In 1982 he described a model of the free electron laser (FEL) with Federico Casagrande and Giulio Casati. They predicted a first-order phase transition to laser operation for critical values of the magnetic wiggler field and electron density.

In the 1990s he studied the interaction of cold atomic gases with light and developed the theory of the Collective Atomic Recoil Laser (CARL, 1994), in which both internal atomic states and the movement of atoms play a role (so that he experiences both the theory of conventional lasers and FEL). This has been observed as superradiant Rayleigh scattering (SRyS) in both ordinary cold atomic gases and Bose-Einstein condensate (BEC). The latter suggested an extension of the CARL model, which also included the atomic recoil during photon emission, which led Bonifacio to investigate a possible new regime of FEL called Quantum FEL (QFEL) in the 2000s, building on the work of Giuliano Preparata at the end of the 2000s 1980s.

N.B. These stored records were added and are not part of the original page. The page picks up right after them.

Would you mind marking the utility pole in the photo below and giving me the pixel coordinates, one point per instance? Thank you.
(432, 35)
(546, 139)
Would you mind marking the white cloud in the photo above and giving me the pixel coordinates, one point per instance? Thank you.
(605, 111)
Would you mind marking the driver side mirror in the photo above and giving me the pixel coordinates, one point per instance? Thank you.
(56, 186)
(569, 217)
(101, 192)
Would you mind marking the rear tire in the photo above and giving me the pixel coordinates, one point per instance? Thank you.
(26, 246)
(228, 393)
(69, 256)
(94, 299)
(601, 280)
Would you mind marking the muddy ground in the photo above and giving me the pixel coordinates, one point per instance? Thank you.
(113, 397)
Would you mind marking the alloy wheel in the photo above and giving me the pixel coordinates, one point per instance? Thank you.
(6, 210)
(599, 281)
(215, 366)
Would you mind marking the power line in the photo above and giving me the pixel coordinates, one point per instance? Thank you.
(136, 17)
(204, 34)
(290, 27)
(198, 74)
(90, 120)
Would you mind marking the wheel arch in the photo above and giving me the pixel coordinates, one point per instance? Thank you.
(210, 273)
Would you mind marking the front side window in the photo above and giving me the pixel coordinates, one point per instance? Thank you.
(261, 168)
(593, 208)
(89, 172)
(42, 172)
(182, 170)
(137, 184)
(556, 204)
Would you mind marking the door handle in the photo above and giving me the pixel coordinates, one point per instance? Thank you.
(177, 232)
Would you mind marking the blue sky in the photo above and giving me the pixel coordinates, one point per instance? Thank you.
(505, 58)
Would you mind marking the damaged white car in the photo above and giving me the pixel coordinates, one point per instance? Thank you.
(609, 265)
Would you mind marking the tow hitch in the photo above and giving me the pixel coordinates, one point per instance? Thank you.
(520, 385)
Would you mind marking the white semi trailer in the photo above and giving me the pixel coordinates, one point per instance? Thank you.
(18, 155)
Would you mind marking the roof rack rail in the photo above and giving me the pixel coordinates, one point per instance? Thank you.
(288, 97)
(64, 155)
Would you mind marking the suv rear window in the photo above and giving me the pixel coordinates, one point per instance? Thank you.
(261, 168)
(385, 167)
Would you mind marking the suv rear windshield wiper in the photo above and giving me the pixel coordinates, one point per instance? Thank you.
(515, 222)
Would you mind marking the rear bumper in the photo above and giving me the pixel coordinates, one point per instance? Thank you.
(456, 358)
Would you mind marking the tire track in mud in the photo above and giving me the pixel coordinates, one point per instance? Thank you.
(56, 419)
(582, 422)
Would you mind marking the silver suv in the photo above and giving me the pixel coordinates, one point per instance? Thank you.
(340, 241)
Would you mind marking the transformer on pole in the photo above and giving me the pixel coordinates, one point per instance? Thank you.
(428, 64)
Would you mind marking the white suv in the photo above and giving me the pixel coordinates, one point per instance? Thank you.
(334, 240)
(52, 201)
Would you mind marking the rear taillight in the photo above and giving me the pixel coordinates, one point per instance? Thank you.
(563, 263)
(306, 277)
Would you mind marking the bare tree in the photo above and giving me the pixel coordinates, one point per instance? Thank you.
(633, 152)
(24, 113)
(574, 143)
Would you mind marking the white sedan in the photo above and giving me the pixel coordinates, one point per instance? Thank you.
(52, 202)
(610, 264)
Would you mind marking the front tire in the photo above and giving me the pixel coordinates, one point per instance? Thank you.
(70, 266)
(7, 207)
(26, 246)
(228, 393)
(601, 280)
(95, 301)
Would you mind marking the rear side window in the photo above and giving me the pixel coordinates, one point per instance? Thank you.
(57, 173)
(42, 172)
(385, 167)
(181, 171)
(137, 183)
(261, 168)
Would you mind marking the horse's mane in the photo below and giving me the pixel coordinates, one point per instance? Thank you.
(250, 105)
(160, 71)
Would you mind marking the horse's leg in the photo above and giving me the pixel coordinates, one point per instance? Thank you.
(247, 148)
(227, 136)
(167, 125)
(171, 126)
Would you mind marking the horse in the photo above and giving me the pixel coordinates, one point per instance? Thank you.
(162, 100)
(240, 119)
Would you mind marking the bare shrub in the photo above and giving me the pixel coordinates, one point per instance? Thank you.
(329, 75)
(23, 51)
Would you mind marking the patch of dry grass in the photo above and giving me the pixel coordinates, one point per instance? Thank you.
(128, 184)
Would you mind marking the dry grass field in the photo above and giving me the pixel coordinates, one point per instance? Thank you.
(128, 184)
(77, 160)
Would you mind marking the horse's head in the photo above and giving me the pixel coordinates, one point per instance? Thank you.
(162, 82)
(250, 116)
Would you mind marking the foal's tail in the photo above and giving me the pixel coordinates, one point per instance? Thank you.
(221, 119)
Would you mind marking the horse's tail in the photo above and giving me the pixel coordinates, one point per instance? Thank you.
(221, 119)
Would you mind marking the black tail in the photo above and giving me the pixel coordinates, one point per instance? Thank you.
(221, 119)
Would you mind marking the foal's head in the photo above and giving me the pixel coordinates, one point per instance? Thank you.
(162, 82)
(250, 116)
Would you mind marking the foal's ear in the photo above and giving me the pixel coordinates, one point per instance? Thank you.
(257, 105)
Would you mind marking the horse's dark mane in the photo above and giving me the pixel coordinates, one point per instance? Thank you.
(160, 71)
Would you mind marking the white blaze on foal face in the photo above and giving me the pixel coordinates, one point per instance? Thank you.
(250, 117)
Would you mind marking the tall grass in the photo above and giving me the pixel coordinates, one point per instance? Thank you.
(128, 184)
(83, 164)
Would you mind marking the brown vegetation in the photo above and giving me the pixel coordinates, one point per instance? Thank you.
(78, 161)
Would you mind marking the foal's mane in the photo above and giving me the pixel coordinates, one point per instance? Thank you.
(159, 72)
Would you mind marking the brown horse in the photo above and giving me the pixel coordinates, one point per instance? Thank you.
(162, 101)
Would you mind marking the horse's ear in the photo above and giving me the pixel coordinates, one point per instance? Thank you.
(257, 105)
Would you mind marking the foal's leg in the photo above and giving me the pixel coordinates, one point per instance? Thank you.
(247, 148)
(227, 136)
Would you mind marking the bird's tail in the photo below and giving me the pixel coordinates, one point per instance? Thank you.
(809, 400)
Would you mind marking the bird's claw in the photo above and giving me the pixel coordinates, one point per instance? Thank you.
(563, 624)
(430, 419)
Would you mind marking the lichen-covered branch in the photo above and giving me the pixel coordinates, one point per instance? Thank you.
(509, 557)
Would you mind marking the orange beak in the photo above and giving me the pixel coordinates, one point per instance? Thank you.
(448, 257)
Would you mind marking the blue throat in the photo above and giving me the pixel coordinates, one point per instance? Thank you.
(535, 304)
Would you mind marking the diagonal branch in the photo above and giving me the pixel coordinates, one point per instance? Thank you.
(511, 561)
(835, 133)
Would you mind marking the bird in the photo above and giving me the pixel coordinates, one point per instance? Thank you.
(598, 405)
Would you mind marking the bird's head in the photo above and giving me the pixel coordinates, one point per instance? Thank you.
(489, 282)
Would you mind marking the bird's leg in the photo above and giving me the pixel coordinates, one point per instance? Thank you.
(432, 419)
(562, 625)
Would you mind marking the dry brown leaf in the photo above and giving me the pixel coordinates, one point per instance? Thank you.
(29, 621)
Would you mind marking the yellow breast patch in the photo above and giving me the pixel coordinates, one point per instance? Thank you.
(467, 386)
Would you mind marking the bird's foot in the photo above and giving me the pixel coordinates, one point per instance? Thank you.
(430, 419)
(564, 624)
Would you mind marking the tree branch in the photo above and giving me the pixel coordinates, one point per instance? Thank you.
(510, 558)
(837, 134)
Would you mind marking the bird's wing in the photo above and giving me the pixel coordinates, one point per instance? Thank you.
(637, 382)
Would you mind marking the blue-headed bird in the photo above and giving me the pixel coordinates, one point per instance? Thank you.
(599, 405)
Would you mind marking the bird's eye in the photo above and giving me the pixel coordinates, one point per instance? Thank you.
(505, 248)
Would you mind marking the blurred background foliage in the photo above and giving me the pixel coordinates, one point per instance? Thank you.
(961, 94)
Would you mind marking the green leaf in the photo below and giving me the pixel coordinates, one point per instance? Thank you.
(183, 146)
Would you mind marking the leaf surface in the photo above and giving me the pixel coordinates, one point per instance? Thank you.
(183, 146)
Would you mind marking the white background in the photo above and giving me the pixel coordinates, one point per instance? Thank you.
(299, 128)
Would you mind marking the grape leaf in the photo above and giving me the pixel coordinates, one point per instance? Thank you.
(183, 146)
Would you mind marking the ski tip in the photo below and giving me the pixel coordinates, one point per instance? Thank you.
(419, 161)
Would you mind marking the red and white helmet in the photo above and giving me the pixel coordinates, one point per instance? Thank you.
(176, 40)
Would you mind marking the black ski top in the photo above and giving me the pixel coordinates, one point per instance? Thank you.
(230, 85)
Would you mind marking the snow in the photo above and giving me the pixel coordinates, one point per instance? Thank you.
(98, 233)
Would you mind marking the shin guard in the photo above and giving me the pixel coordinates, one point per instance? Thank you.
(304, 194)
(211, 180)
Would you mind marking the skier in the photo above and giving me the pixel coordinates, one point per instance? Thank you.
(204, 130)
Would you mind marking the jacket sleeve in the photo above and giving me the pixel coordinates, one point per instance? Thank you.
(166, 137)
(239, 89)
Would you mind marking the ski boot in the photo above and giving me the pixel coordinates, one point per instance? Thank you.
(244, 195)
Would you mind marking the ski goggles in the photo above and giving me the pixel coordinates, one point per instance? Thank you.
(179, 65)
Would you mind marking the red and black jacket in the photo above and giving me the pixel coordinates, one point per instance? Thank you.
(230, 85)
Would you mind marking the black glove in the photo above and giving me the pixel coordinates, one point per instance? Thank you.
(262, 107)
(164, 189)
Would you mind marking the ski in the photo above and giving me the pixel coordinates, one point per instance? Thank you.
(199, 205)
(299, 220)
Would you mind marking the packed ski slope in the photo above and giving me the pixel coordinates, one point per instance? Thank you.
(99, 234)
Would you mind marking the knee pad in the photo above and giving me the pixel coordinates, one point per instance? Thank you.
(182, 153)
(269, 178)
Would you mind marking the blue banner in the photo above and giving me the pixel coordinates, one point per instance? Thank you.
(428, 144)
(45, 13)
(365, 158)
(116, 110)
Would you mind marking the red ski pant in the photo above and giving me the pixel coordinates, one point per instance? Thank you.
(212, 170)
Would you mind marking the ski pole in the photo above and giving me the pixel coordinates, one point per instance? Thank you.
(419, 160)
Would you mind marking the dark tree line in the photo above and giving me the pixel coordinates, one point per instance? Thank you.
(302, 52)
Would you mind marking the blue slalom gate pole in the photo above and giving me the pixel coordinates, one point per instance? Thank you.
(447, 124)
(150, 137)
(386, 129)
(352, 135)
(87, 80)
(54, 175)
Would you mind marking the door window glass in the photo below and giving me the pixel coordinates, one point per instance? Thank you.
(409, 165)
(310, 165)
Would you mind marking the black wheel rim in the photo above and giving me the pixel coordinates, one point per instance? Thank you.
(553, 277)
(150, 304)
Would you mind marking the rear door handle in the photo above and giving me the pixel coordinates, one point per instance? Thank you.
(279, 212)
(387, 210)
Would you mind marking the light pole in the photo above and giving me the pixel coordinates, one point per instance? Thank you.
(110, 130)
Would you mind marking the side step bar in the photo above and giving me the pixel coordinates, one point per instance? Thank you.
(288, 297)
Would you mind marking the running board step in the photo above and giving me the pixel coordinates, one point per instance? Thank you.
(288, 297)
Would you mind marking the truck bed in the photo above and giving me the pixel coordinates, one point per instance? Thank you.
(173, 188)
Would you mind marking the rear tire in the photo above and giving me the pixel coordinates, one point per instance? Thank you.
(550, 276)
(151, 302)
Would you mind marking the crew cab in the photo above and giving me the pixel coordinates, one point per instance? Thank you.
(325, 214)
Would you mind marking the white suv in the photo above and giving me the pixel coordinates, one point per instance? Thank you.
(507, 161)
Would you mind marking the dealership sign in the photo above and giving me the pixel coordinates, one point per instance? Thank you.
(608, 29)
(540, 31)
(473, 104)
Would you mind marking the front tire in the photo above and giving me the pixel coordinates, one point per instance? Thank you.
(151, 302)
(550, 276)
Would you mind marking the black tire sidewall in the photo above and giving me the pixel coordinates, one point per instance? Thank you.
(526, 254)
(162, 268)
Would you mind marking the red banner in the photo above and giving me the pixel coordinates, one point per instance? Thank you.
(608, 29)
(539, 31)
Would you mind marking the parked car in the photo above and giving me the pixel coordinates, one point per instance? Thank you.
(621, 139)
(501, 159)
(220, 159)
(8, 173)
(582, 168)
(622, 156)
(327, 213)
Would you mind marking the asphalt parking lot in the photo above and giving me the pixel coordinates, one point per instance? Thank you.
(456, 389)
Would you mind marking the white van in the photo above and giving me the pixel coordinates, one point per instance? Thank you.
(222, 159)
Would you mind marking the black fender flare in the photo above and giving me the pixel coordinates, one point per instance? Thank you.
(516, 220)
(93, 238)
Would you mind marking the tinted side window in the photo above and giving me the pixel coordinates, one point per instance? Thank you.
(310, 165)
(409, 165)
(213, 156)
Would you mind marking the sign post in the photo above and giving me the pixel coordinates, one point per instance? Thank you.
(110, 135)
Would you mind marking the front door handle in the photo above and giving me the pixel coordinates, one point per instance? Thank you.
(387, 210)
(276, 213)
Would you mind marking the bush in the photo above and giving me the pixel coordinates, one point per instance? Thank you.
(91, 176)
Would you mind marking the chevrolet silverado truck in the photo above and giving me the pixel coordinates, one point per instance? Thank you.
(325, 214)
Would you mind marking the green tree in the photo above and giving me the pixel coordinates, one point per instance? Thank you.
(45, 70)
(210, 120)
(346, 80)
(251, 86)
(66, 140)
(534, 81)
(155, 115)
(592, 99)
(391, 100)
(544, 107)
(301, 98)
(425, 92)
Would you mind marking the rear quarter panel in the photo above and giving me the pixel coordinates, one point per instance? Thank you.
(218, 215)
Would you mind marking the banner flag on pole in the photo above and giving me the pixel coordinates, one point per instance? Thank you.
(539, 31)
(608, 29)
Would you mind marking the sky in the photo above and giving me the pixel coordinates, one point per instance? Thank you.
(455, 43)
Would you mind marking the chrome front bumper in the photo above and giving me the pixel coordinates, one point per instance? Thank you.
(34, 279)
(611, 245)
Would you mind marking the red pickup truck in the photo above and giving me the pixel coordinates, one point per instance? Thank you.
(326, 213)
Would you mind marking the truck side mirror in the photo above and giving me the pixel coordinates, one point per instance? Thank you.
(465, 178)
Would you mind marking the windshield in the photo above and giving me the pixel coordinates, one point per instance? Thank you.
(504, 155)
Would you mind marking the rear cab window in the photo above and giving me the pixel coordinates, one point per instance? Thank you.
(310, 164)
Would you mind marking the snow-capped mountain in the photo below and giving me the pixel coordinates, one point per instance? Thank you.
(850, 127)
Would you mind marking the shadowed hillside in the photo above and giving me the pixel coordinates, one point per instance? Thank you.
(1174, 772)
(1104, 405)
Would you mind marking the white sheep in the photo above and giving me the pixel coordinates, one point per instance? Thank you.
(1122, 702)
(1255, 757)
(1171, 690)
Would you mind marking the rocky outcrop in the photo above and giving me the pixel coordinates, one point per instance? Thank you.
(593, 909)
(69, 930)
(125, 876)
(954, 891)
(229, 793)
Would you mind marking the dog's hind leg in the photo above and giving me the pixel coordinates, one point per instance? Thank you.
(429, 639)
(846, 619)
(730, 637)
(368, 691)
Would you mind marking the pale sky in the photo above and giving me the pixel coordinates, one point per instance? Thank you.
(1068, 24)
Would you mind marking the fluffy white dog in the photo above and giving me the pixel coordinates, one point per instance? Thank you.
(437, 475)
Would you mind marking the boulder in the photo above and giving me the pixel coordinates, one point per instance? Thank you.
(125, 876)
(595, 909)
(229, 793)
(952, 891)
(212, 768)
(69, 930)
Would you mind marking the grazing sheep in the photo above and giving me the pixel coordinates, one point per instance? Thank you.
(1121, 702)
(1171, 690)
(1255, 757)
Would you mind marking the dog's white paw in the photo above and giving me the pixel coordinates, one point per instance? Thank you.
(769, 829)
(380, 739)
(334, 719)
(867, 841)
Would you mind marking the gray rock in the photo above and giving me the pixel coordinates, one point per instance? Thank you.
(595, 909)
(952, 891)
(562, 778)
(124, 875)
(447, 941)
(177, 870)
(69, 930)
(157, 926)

He saw this as a possible compact source for coherent gamma radiation.

He also dealt with the nature and quantization of time.

In 1987 he received the Albert A. Michelson Medal from the Franklin Institute with Luigi A. Lugiato and in 1994 the Einstein Medal from the Society for Quantum Optics and Quantum Electronics.

An article published in Nature in 2015 with the title Due credit for Maxwell–Bloch equations authored by Brian McNeil suggests that "These coupled equations were not actually derived by Maxwell and Bloch, but instead can be traced back to a little cited (given its significance) publication by Tito Arecchi and Rodolfo Bonifacio".